Ngemeng-ngemeng daging ini, sengaja penulis mengutip judul sepotong Syurga karena berkaitan dengan penyembelihan hewan ternak atau dalam orang Islam disebut dengan Qurban. Semua orang Islam tau bahwa sehari setelah para jemaah haji menjelankan rukun haji yaitu wuquf arofah , umat muslim di seluruh dunia, hanya yang islam KTP aja yang tidak tau mungkin bhwa besoknya adalah “yaumunnahri” hari makan sepuasnya dan selama hari tasyrik diharamkan berpuasa.

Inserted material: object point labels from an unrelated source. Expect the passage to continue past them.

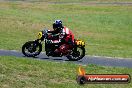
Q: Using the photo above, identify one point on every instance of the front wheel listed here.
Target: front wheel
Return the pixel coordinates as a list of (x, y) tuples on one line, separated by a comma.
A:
[(77, 54), (31, 48)]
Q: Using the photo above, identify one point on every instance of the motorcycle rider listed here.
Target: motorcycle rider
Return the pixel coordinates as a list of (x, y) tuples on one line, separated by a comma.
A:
[(66, 37)]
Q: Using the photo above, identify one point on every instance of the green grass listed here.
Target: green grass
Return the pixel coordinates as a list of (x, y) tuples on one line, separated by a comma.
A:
[(31, 73), (105, 29)]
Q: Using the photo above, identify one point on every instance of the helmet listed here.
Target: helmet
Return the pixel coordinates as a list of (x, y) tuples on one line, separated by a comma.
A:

Idul adha atau hari raya qurban memiliki kajian ilmu yang tinggi secara tersirat maupun tersurat, memiliki makna imlplisit dan eksplisit (yang belum tau baca kamu bahasa jawa keraton). Salah satu hikmahnya adalah mendidik untuk bersyukur kepada Allah SWT. Lebih jelas dijabarkan oleh Prof Dr Asep S Muhtadi dalam Koran harian Islam Republika, bahwa dalam perspektif surah al-Kautsar, kurban merupakan salah satu ekspresi syukur. Seperti diisyaratkan ayat kedua surah tersebut, kurban disejajarkan dengan shalat yang dilakukan untuk mewujudkan rasa terima kasih manusia kepada Allah atas segala pemberian nikmat-Nya yang besar tak terhingga. Praktik kurban juga secara tersirat memperlihatkan sebuah pengorbanan sebagai ikrar pengabdian kepada-Nya. Sedangkan secara syariat, kurban itu diwujudkan dalam bentuk penyembelihan hewan yang dagingnya dibagikan kepada pihakpihak yang berhak menerimanya. Dalam kurban, seseorang sejatinya tidak hanya tulus menyembelih hewan secara fisik, tapi juga menyembelih sifat-sifat hewani yang melekat pada diri para pelakunya. Sifat kebinatangan yang kerap muncul dalam bentuk penindasan hak-hak asasi terhadap sesamanya, misalnya, dapat saja muncul pada siapa pun. Tidak hanya pada penguasa yang dipandang memiliki potensi lebih besar menindas rak yat, tapi juga pada rakyat yang sering tidak sanggup mengendalikan kebebasan sehingga berakibat lahirnya penindasan pada kekuasaan. Secara historis, seperti tersirat dalam surah al-Kautsar, kurban diperintahkan untuk mensyukuri nikmat. Padahal, ketika wahyu ini diterima, Nabi Muhammad SAW tengah dalam keadaan duka. Caci maki dan tekanan fisik ataupun mental yang dilakukan orang-orang kafir Makkah saat itu datang bertubitubi. Pendeknya, Nabi beserta para sahabatnya selama tinggal di Makkah hampir tidak pernah
merasakan suasana aman dalam hidupnya. Bahkan puncaknya, Nabi mendapat ancaman untuk dihabisi, baik raga maupun nyawanya. Tapi, di tengah duka yang amat melukai Nabi beserta para sahabatnya itu, Allah justru memerintahkan untuk bersyukur atas nikmat-nikmat yang Allah limpahkan kepadanya seolah semua penderitaan itu adalah nikmat. Inilah suasana yang melatari turunnya tiga ayat Alquran yang kemudian menjadi salah satu surah, yaitu surah al-Kautsar. Ketika Nabi tengah terjepit di antara impitan caci maki dan ancaman, Allah mengata -
kan, “Sesungguhnya telah Aku berikan kepadamu nikmat yang amat banyak.” (QS al-Kautsar: 1).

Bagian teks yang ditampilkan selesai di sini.